Omar Barghouti, fondateur du mouvement international Boycott-Désinvestissement-Sanction a ouvert la conférence de presse pour soutenir cette initiative. « Si la colonisation perdure c'est notamment grâce au soutien de l'économie israélienne par les entreprises européennes. Pourtant la colonisation est un processus illégal qui viole le droit international. »

Les entreprises israéliennes qui seront visitées dès demain sont-elles liées à la politique de colonisation ? « Oui » pour Mathilde El Bakri, députée bruxelloise du Parti du Travail de Belgique (PTB) : « les secteurs de la biotechnologie et des TIC sont directement liés dans le processus de colonisation et d'occupation des Territoires palestiniens. Or, ce sont justement ces secteurs qui seront visités par nos entreprises belges. De plus en plus, Israël sous-traite le contrôle de la population palestinienne aux check-points à travers des outils de biotechnologie comme la reconnaissance faciale et digitale. Le secteur des TIC quant à lui est présent dans l'installation de caméras et de drones ».

Marco Abramowicz (Union Progressiste des Juifs de Belgique) témoigne combien l'armée israélienne rend impossible tout développement économique palestinien. « Je pense à cette coopérative de Hahul qui voit régulièrement ses récoltes pourrir à cause des barrages de l'armée israélienne qui peuvent bloquer toute une ville pendant une journée entière. En tant que Juif de Belgique, je suis persuadé que seul un mouvement non-violent qui prône notamment le boycott peut amener une paix juste et durable au Proche-Orient».

Josy Dubié (sénateur honoraire) s'inscrit dans la même voie et conclut : « il est primordial de s'inspirer des exemples de la Rhodésie et de l'Afrique du Sud. Ces pays connaissaient des politiques colonisatrices ou d'apartheid. Grâce aux pressions internationales tant au niveau économique que culturel ou sportif, ces politiques d'apartheids ont pu être renversées ». 

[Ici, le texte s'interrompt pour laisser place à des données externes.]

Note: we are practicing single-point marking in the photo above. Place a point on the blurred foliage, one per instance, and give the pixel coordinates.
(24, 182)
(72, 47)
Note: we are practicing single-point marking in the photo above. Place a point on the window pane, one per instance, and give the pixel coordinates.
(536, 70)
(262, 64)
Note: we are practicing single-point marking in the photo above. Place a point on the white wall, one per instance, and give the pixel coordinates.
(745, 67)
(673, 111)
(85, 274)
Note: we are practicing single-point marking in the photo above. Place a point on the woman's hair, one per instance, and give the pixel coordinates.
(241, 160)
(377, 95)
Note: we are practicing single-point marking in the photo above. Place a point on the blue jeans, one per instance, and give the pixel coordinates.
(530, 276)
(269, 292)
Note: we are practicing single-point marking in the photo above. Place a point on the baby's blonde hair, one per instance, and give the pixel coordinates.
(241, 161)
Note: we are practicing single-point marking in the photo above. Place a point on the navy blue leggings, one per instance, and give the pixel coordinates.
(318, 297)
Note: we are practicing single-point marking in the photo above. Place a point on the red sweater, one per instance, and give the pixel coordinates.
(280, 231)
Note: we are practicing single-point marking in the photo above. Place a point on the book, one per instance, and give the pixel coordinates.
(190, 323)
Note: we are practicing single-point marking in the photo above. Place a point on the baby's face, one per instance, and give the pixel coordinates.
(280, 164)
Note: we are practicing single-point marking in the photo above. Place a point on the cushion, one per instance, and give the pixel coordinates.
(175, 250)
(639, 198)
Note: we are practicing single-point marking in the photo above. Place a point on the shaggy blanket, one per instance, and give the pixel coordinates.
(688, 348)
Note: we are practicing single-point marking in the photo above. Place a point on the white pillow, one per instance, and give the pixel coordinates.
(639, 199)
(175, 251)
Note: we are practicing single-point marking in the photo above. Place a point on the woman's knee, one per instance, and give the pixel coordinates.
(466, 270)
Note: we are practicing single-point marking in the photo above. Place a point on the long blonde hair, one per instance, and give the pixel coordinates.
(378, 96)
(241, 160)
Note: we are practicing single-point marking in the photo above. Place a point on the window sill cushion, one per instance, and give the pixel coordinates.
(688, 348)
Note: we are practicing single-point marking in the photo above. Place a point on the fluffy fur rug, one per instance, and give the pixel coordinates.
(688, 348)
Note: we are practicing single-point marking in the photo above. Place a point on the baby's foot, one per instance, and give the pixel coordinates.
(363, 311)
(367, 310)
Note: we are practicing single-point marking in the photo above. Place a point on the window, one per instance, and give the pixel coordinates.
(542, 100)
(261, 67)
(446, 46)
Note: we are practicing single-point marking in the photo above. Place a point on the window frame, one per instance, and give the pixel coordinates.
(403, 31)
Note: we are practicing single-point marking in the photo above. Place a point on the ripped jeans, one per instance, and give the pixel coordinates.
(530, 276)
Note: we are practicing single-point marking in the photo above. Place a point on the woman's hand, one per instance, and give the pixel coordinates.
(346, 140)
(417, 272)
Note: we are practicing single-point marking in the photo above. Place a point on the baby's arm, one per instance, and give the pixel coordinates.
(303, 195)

La mission était composée de Rachida Aziz (créatrice de mode et militante Hart Boven Hard), Marco Abramowicz (Union des Progressistes Juifs de Belgique), Mathilde El Bakri (députée bruxelloise PTB), Josy Dubié (sénateur honoraire), Marijke Pinoy (actrice néerlandophone – militante Hart Boven Hard), Robin Bruyère et Iman Ben Madhkour (COMAC – le mouvement de jeunes du PTB).